Sha na na na, sha na na na na,
Sha na na na, sha na na na na,
Sha na na na, sha na na na na,
Sha na na na, sha na na na na,
Yip yip yip yip yip yip yip yip
Mum mum mum mum mum mum
Got a job Sha na na na, sha na na na na
Yes indeedy, sportsfans, full and regular employment awaits the lovely and multi-talented Sgt. Mom, as of Friday, 8:00AM…. after three months as a temp mostly at the Enormous Corporate Giant, and pretty well resigning myself to the fact that very few enterprises would be looking to hire new staff until after the holidays… which would mean another couple of weeks after Christmas laboring in the vinyards of the E-C-G.
This whole thing happened as fast as a drive-by shooting, a message from one of the temp services about a possible job on my home phone last night. I called them first thing this morning, from the E-C-G:
“Oh, we really want to put your resume in front of this client…is it still current?”
“Well, pretty much, just tell him I’ve been temping since August for “Insert Major Temp Service Here”.”
“When can you do an interview?”
“Well, I can work with the manager here, and be free on Friday, last thing.”
“Ummm… well, he really wants to have someone start first thing… he’s coming in this morning to interview a possible… could you be here at 11:15?”

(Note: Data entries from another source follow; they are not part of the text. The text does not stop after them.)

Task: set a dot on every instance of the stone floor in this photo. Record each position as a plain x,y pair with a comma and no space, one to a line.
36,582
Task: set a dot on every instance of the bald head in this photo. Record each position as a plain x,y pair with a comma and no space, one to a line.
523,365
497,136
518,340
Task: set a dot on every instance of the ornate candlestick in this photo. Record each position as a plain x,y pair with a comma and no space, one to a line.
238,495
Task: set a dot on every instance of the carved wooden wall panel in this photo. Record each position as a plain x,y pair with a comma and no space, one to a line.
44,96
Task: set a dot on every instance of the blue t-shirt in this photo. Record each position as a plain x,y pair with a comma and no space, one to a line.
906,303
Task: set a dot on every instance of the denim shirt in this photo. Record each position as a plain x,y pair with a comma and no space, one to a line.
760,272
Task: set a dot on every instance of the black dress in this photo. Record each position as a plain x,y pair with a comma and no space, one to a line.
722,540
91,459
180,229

This agency is about ten minutes drive away from the palatial premises of the E-C-G, I can kiss off a lunch hour, or a little more, in the service of my eventual economic salvation. The backlong of work I was assigned to expedite for the E-C-G has been accomplished since mid-morning on Monday, and the area manager (a darling and accomplished woman) is very pleased with this, and otherwise inclined to be sympathetic to my quest for gainful long-term employment that does not involve two hours of travel out of my day. (I have better things to be doing with those hours, life being too short to spend them trudging the endless corridors of the E-C-G, or coping with San Antonio’s interminable traffic lights and jammed expressways.)

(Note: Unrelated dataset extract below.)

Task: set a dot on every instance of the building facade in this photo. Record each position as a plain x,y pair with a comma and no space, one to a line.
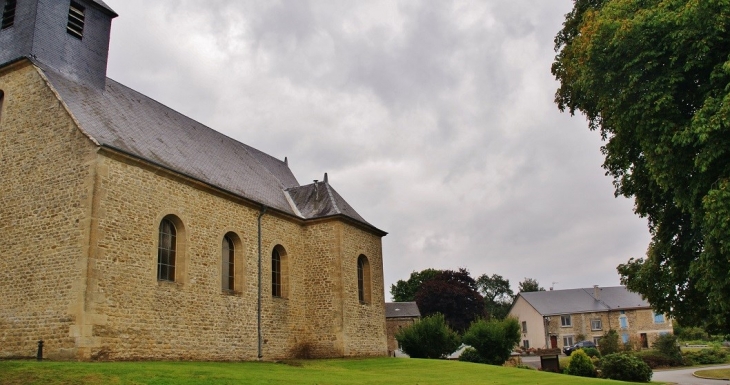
129,231
555,319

So, clock out, with the area manager’s best wishes, and allowing ten minutes to get to the VEV and off the E-C-G’s single zip-code encompassing premises, and ten to get down to the agency….
Foiled. The traffic light at a fairly major intersection is not functioning, and I spend the whole twenty minutes I have allotted to travel sitting in gridlocked traffic and fuming. This is the classic nightmare, horribly and embarrassingly late for an important appointment, second only to running in, trailing a length of toilet paper from your foot. I rush into the agency at half past the hour, apologizing and saying to the interviewer,
“I am so sorry… can you please imagine me in a suit, and not panting for breath?”
Fortunately, everyone got caught in the same traffic… and the interview goes very well. Of course, just about every interview I have done over the last five months I think I have done very well… well, maybe not the one where I told the CEO (in answer to the question “What would you do for me?”) “Get you properly organized… and bring in a vacuum cleaner and vacuum this office”. The place was a grubby pit in a warehouse an impossible drive away, and I didn’t really want that job anyway— it would have killed my soul, walking into it every day, with fluff on the turd-colored carpet and waterstains on the suspended cieling tiles.
Well, the agency called this afternoon–I have got the job. Well, that was a welcome surprise…. I shall think of it as my very welcome and most unexpected Christmas Present.